Görsel zıtlıkta; boyut, yön, aralık, ışık, form, doku, renk ve malzeme ögelerine bağlı zıtlıklar söz konusudur. Kavramsal zıtlıkta ise, doğal ya da yapay nesnelerin kavramsal ve işlevsel zıtlıklarına ilişkin zıtlıklar vardır.

Birlik:

Birlik, sanat eserindeki organik bütünlükle ilgilidir. Bir kompozisyonda oluşturulan bütünün değeri, ayrı ayrı ögelerin değerinden daha ön plandadır. Kompozisyonu oluşturan elemanlar arasındaki uygun bağlantılar, birliğin oluşumunu sağlar. Örneğin leke değerlerinin gelişigüzel serpiştirilmesi, lekeler arasında kopukluğa ve dağınıklığa neden olacaktır. Oysa gerek koyu, gerekse açık leke değerlerinin, gözümüzün bağlantıları kurabileceği, devamlılığı sağlayabileceği şekilde yerleştirilmesi, birliği, bütünlüğü sağlayacaktır (Yılmaz,2007: 36).

Grafik kompozisyonunda resimler, şekiller ve yazılar bir bütün olarak düşünülmelidir. Bir bütün elemanların birbiriyle uyum içinde çalışması birbiriyle bağlantı kurması demektir. Bütünlük, birbirlerini “hatırlatan”, birbirlerini “çeken”, birbirlerini “içlerinde taşıyan” ögeler, uygunluk yaratırlar. Ölçü, doku, renk, yön, ışık, gölge gibi ögelerle elde edilen görsel birlikler, kolay bir algılama süreci oluştururlar.

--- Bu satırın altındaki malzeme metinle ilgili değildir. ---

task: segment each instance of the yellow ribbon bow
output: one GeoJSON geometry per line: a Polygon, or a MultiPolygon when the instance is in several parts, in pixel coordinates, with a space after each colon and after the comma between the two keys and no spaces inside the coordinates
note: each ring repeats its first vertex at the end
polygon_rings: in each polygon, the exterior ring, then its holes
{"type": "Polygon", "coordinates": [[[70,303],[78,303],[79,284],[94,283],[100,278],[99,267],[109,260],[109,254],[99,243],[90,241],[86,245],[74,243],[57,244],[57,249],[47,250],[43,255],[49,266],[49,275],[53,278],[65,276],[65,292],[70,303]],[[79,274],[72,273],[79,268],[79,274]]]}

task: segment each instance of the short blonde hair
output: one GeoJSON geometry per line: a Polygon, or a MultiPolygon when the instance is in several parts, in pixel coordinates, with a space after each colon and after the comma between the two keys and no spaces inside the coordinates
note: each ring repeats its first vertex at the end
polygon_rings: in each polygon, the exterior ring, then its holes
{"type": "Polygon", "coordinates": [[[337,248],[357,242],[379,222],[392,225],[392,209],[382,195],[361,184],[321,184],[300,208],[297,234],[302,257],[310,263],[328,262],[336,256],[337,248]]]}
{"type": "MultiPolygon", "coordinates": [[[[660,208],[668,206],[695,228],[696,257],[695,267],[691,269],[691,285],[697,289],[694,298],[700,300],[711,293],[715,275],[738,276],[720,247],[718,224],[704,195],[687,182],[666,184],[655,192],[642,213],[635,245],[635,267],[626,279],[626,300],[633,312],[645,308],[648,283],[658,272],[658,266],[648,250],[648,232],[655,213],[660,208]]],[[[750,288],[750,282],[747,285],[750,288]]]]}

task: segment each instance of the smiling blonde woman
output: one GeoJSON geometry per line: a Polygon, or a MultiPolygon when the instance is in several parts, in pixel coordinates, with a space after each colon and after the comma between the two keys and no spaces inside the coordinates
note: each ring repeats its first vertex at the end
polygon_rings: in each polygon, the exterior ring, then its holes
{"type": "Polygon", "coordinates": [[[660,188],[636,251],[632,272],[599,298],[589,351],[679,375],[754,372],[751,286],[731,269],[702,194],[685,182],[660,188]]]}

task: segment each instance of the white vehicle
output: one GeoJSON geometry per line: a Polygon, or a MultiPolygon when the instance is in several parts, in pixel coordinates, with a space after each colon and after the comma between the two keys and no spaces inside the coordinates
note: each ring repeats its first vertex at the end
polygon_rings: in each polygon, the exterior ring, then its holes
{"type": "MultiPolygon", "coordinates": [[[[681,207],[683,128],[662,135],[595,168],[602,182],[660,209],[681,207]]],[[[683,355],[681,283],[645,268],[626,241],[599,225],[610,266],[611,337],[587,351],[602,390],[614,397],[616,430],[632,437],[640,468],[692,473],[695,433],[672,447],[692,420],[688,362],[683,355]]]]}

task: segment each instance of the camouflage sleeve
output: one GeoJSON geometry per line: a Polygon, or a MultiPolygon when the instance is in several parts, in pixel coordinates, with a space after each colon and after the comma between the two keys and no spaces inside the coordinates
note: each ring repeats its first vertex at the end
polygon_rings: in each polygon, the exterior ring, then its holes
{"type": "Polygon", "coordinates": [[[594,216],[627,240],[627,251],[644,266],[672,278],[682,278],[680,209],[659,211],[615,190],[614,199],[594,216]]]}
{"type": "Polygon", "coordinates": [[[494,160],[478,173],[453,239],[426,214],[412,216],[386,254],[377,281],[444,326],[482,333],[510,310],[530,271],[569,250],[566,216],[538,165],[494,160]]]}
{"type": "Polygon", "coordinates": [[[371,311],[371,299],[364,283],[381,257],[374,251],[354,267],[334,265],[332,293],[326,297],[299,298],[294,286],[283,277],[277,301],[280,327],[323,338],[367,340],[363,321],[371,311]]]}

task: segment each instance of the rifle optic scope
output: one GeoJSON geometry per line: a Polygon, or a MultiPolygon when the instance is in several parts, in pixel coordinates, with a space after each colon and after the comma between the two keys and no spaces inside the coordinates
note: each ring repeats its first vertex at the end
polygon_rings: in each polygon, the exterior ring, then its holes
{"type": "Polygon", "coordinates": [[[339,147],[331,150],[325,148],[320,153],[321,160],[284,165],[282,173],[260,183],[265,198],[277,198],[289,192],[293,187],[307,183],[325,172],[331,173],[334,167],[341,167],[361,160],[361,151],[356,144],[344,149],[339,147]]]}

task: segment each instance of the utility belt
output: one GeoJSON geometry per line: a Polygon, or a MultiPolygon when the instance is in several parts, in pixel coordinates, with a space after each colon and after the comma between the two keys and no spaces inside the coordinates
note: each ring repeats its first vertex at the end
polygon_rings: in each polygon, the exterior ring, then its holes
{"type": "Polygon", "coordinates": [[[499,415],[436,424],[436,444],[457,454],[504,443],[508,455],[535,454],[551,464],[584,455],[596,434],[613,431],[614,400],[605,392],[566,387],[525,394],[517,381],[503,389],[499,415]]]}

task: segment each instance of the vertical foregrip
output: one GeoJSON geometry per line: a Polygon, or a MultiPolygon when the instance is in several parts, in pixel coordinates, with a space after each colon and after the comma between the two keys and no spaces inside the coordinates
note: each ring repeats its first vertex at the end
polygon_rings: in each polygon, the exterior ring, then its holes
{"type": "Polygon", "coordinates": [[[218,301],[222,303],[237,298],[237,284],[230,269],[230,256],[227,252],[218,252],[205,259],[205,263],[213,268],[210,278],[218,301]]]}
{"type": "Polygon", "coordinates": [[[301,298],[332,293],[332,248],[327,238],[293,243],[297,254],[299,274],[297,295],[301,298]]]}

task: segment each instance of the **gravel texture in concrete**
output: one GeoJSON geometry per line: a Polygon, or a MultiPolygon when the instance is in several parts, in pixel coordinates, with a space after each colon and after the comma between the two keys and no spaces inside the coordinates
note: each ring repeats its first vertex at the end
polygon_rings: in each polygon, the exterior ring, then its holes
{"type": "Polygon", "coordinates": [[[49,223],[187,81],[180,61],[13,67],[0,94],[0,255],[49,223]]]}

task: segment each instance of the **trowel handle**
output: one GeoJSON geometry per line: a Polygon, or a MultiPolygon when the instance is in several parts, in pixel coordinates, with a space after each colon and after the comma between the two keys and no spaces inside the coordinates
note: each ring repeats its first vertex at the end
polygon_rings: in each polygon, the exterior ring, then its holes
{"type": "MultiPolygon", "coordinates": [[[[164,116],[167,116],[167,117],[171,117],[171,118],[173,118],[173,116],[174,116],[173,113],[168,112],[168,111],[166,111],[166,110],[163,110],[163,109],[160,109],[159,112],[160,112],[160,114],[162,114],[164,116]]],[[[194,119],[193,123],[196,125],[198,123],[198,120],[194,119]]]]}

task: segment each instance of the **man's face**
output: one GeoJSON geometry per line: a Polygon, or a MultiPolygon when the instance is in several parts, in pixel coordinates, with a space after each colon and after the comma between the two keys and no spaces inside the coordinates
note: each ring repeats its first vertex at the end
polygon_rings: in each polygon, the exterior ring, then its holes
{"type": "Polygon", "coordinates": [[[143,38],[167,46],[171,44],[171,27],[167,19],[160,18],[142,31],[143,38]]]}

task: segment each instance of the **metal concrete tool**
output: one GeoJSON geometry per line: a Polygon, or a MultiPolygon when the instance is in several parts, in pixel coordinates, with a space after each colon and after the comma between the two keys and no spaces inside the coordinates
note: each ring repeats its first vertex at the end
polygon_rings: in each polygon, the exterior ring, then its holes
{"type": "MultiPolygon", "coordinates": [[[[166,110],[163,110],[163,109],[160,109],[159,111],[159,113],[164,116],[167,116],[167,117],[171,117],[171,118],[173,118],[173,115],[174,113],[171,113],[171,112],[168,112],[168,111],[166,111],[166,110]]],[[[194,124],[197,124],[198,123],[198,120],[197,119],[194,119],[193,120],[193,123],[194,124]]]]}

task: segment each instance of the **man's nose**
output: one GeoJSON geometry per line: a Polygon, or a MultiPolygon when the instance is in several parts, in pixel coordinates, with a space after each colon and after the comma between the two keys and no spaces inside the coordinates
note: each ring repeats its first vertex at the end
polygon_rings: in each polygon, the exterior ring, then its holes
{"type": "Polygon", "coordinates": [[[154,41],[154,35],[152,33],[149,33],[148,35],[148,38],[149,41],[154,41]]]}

Benzer ögelerin gruplaşma eğilimleri, hem gözün öncelikle ve rahatlıkla algılanmasını sağlar, hem de algıda, birlik-bütünlük duygusu yaratır. Sıradan izleme hareketinde gözün bakışı görselin sol üst köşesinden başlar sağ alt köşesinde biter. Kompozisyon oluşturulurken bu durum dikkate alınmalıdır.

Çeşitlilik:

“Değişiklik ve zıtlıkları içeren bir tasarım ilkesidir” (Buyurgan, 2001: 70). Tasarımda sıradanlıktan kurtulmak tasarımcının birinci hedefi olmalıdır. Bu nedenle kullanılacak görsel ögelerin çeşitliği, bu çeşitliliği sağlayacak ögelerin iyi tespit edilmesi gerekir.

Becer (1997: 62)’in belirttiği gibi, tasarımda da bir araya getirilen nesnelerin biçimleri renkleri ve yönlerinde bazı değişiklikler yapılarak farklı görüntüler ortaya koyulabilir. Bu gibi farklı arayışlarla daha etkili, başarılı sonuçlara ulaşılabilir. Tasarım ilke ve elemanları, tasarımcı için bilgisinden faydalanılması gereken ögelerdir. “Bir yazar için gramer kuralları ne kadar önemliyse, bir tasarımcı için de tasarım ilkeleri o denli önemlidir” Bu ilkelerin nerede ve nasıl kullanılacağını iyi tespit etmek gerekir.